In Wirklichkeit geht es bei den meisten „modernen Anlagen“, um Kraftwerke, die Strom aus Müllverbrennung gewinnen. Dabei werden zahlreiche Giftstoffe freigesetzt; mit unabsehbaren Folgen für Mensch und Natur. Die Konzerne profitieren also gleich dreifach: Sie werden mit öffentlichen Geldern für die Entsorgung bezahlt und erhalten einen gratis Brennstoff. Die Umwelt-Folgen müssen dann erneut von der Öffentlichkeit getragen werden. Die Kommunalsteuern wurden bereits massiv angehoben. Außerdem soll auch weiterhin ein guter Teil des Mülls vergraben werden.

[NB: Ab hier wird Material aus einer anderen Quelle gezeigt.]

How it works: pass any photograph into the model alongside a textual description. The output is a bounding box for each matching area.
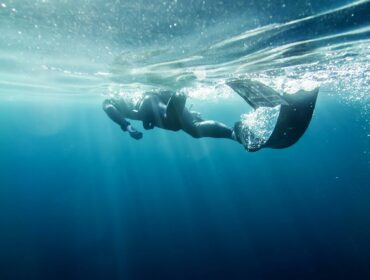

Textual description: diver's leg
[103,99,130,128]
[181,109,234,140]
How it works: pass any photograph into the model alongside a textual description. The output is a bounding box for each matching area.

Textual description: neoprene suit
[103,92,233,139]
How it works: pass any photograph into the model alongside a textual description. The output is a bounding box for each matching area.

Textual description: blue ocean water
[0,0,370,280]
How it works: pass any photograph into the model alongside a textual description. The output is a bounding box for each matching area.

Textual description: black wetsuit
[103,92,233,139]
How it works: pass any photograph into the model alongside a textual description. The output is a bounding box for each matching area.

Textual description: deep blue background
[0,93,370,280]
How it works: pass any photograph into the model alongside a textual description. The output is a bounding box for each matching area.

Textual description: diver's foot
[231,121,243,144]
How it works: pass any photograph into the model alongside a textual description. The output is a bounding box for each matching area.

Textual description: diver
[103,79,319,152]
[103,91,238,141]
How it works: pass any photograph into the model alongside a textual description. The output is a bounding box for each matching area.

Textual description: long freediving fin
[227,77,319,151]
[226,79,289,109]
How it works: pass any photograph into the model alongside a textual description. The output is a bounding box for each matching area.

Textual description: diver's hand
[126,125,143,140]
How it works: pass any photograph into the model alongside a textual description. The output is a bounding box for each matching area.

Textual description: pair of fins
[226,79,319,152]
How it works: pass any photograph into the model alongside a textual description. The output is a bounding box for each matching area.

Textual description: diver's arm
[143,121,154,130]
[103,101,143,140]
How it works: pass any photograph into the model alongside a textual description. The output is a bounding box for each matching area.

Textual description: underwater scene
[0,0,370,280]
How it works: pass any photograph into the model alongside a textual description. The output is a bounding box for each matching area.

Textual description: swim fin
[227,80,319,151]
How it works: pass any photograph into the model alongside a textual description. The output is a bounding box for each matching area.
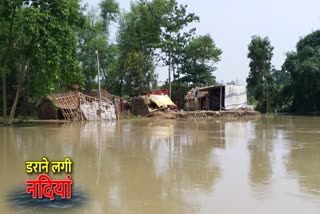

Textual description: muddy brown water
[0,116,320,214]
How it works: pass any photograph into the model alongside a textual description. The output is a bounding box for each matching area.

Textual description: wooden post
[220,85,222,111]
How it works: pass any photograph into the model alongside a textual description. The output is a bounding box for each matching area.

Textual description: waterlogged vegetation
[0,0,320,124]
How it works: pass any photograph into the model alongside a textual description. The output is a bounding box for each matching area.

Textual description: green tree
[161,0,199,97]
[115,0,165,96]
[282,30,320,113]
[77,0,119,90]
[179,35,222,86]
[247,36,273,112]
[0,0,83,124]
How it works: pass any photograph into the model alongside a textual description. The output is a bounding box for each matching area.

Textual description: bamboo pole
[220,85,222,111]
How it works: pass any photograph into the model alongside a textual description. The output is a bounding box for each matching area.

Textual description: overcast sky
[84,0,320,84]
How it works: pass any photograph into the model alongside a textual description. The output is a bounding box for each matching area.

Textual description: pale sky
[84,0,320,84]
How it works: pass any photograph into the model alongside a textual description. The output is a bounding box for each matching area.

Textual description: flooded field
[0,116,320,214]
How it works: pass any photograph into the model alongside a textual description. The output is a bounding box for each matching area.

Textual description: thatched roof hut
[37,91,115,121]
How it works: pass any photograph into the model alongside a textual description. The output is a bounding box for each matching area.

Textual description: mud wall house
[37,92,82,120]
[185,85,247,111]
[37,91,117,121]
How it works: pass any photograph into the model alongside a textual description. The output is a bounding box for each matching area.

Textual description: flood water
[0,116,320,214]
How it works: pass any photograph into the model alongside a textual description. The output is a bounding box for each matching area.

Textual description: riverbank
[0,110,261,124]
[147,110,261,119]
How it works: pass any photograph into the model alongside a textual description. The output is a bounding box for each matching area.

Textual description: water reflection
[0,117,320,214]
[0,121,224,213]
[286,117,320,195]
[248,119,274,197]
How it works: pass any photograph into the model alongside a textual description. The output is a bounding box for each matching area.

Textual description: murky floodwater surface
[0,116,320,214]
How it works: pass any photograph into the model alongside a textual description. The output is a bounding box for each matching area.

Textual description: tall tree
[117,0,165,96]
[77,0,119,90]
[161,0,199,96]
[179,35,222,86]
[283,30,320,113]
[247,36,273,112]
[0,0,82,124]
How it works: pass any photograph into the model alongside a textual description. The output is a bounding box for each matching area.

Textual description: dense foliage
[0,0,221,124]
[247,31,320,114]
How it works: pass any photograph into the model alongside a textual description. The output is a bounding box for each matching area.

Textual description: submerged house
[130,90,177,116]
[185,85,248,111]
[37,91,117,121]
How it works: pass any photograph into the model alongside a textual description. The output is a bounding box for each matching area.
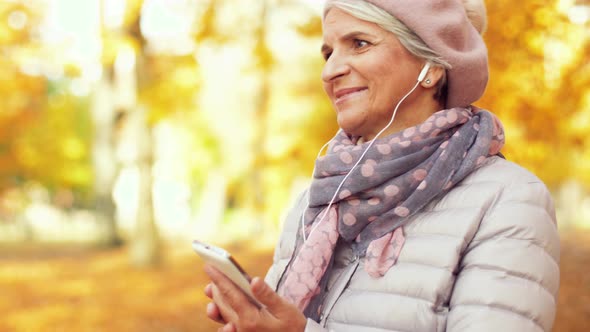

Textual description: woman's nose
[322,53,350,83]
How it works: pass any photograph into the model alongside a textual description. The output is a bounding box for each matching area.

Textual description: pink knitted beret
[328,0,488,108]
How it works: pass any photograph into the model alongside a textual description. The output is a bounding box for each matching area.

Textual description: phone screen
[193,240,262,307]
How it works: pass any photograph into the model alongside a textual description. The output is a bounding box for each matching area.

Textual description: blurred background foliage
[0,0,590,330]
[0,0,590,249]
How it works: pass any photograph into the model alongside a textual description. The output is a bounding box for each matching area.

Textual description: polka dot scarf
[279,107,504,320]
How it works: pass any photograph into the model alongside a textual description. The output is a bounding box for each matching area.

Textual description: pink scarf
[279,107,504,320]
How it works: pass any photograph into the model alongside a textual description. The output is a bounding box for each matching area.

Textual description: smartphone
[193,240,263,308]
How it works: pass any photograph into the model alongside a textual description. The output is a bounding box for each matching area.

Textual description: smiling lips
[334,87,367,104]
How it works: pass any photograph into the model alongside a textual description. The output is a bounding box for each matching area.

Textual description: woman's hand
[205,265,307,332]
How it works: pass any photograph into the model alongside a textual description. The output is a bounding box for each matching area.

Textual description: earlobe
[420,67,444,89]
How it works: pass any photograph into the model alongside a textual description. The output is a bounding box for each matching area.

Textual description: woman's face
[322,8,424,140]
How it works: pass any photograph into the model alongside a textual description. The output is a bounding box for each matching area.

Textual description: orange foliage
[0,232,590,332]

Dagegen regt sich lokal massiver Widerstand. Besonders stark fiel dieser in Keratea, in der Nähe von Athen, aus: Die ganze Stadt stellte sich gegen die Pläne der Regierung, den Müll dort zu entsorgen.

Schon 2010 versuchte die Regierung den Widerstand in Keratea mit Gewalt zu brechen: Polizisten auf Motorrädern rasten durch die Innenstadt und griff wahllos Menschen an. Aber das machte die Leute nur wütender: Gemeinsam verteidigten die BewohnerInnen ihre Stadt gegen die Regierung und die Profitinteressen der Konzerne. Dabei kam es zu heftigen Straßenschlachten, weil die Polizei immer wieder brutale Angriffe versuchte. Große Teile der Bevölkerung waren Teil der Bewegung, Junge und Alte und aus verschiedenen sozialen Schichten, sogar der lokale Pope war dabei. Medien sprachen sogar von einem „Müllkrieg“. Mit Demos und Straßensperren verzögerten sie den Bau der geplanten Müllverbrennungsanlage. Zuletzt gelang es sogar, einen zeitweiligen Baustopp zu erkämpfen, der jetzt schon ein Jahr in Kraft ist.

Auch in Volos wurde vor einem Monat der Bau eines Müllverbrennungskraftwerks gestoppt. In beiden Bewegungen spielte Xekinima, die griechische Schwesterorganisation der SLP, eine wichtige Rolle. Sie entwickelte mit vielen AktivistInnen ein Programm für einen stabileren Sieg. Wie wichtig dabei das richtige Programm ist, zeigt die neue Strategie der Regierung:

Statt die Projekte einfach mit Gewalt durchzusetzen, wirft sie den BewohnerInnen der Städte jetzt einen „nicht-in-meinem-Vorgarten Ansatz“ vor. Der Müll wäre ihnen egal, solange er nur weit weg von ihnen gelagert würde. Damit verunsichert sie die AktivistInnen und stellt sie in ein schlechtes Licht. Zusätzlich versucht sie, die AnwohnerInnen der betroffenen Gebiete mit der Aussicht auf neue Arbeitsplätze zu versöhnen. Teilweise ist die Regierung mit dieser Strategie bereits erfolgreich.

Xekinima schlägt deshalb vor, dass sich die lokalen Bewegungen gegen die Regierungspläne koordinieren und gemeinsam zu kämpfen. Es reicht nicht immer, nur gegen ein Projekt zu kämpfen, es müssen auch überregional Alternativen entwickelt werden. Xekinima versucht deshalb besonders ArbeiterInnen der Abfallwirtschaft, die bereits gegen die Kürzungs- und Privatisierungspolitik kämpfen, einzubeziehen. Mit ihrer Erfahrung könnten sie eine große Rolle dabei spielen, eine alternative, nachhaltige Abfallentsorgung zu entwickeln. Diese müsste von den Betroffenen selbst, also demokratisch, organisiert werden. Sie würde auf Mülltrennung, Kompostierung und Recycling beruhen.

Viele GriechInnen schauen begeistert auf die bereits errungenen Erfolge im Kampf gegen das Konzept der Regierung zur Abfallwirtschaft. Auf Transparenten hieß es: „Von Keratea nach Syntagma“, einem wichtigen Platz für die Proteste gegen die Sparmaßnahmen der Regierung. Auch solche eher regionalen Erfolge machen Mut für die Proteste und geben den Menschen Selbstbewusstsein.